La relación entre Tsukiko y el maestro crece entre botellas de sake y cerveza, comidas compartidas y encuentros esporádicos. “Intenté recordar cuándo el maestro y yo empezamos a hacernos amigos. Al principio era sólo un conocido, un anciano que había sido mi profesor en el instituto. Aparte de las escasas palabras que intercambiábamos, apenas me fijaba en él. Era una vaga presencia que bebía en silencio en la barra, sentado a mi lado. Lo único que me llamó la atención desde el primer momento fue su voz. No era muy grave, pero tenía un matiz profundo y vibrante. Al oír aquella voz, me fijé en el hombre del que procedía. En algún momento, más adelante, al sentarme a su lado empecé a notar la calidez que desprendía. Su presencia dulce y afectuosa se filtraba a través de la tela de su camisa almidonada. Era caballeroso y tierno a la vez”.
Con el paso de las estaciones Tsukiko percibe sus sentimientos por Harutsuna y se debate contra ellos. Consciente de la diferencia de edad, deja de verlo por un tiempo. “Cuando tienes un gran amor, debes cuidarlo como si fuera una planta. Debes abonarlo y protegerlo de la nieve. Es muy importante tratarlo con esmero. Si el amor es pequeño, deja que se marchite hasta que muera. Mi tía abuela no se cansaba de recordarnos a todos su consejo, como si de un dogma se tratara. Según ese método, si no veía al maestro durante una temporada larga, lo que sentía por él acabaría marchitándose. Por eso hacía todo lo posible por evitar el encuentro”, señala en otro de los pasajes.

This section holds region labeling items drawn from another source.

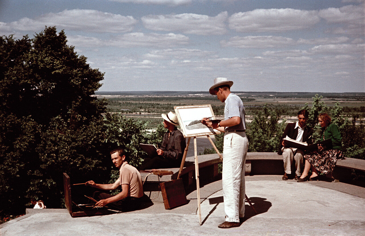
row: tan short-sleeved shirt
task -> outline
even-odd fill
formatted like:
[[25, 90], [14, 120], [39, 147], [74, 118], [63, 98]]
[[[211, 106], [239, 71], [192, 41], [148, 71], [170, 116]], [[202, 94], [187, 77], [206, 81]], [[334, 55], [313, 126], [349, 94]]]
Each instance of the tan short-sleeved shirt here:
[[141, 197], [143, 196], [143, 193], [142, 186], [142, 178], [137, 169], [128, 164], [127, 162], [125, 161], [122, 164], [119, 172], [119, 179], [121, 180], [120, 185], [129, 185], [128, 196]]

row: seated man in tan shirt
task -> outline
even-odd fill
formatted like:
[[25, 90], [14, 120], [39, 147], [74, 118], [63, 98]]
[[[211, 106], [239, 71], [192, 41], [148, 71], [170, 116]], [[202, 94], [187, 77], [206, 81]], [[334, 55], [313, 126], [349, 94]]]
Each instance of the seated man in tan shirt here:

¿Pueden dos personas con edades tan disímiles enamorarse? La pregunta subyace en el texto y Kawakami y se responde con escenas muy cálidas:
—¿Creías que estaba muerto?
—Reconozco que he llegado a pensarlo.
Soltó una carcajada. Yo también reí, pero la risa se me quedó atascada en la garganta. Quería pedirle al maestro que no volviera a mencionar la muerte. Pero me habría respondido algo como: «La gente muere, Tsukiko. Además yo ya soy mayor, y tengo muchas más probabilidades de morir que tú. Es ley de vida».
La muerte siempre flotaba a nuestro alrededor.
—Entra. ¿Te apetece una taza de té? —me ofreció mientras se adentraba en la casa.
En la parte trasera de la camiseta también había una inscripción de «I ♥ NY», pero era más pequeña. Me quité los zapatos murmurando: «I love New York».
—Maestro, ¿por qué lleva un pijama en vez de un camisón? —le pregunté en un susurro mientras lo seguía por el pasillo.
Él se volvió.
—¿Tienes alguna queja sobre mi estilo, Tsukiko?
—En absoluto —le aseguré.
—Estupendo —dijo él.
En la casa reinaban el silencio y la humedad. En la sala había un futón extendido. El maestro preparó el té y lo sirvió despacio. Yo intenté beber a pequeños sorbos, para que me durara más.
—Maestro.
—Dime —me respondió, pero yo me quedé callada. Lo intenté un par de veces más, pero cada vez que me respondía guardaba silencio. No sabía qué decir.
Cuando hube terminado mi taza de té, me despedí.
—Que se mejore —le deseé educadamente desde el recibidor, inclinando la cabeza.
La novela es una delicada historia de amor, con una prosa sencilla y sostenida en sólidos pasajes: “Saqué el móvil del bolso y marqué el número del maestro. No sabía si llamarle al fijo o al móvil, pero tras unos instantes de vacilación me decanté por marcar el número de su móvil.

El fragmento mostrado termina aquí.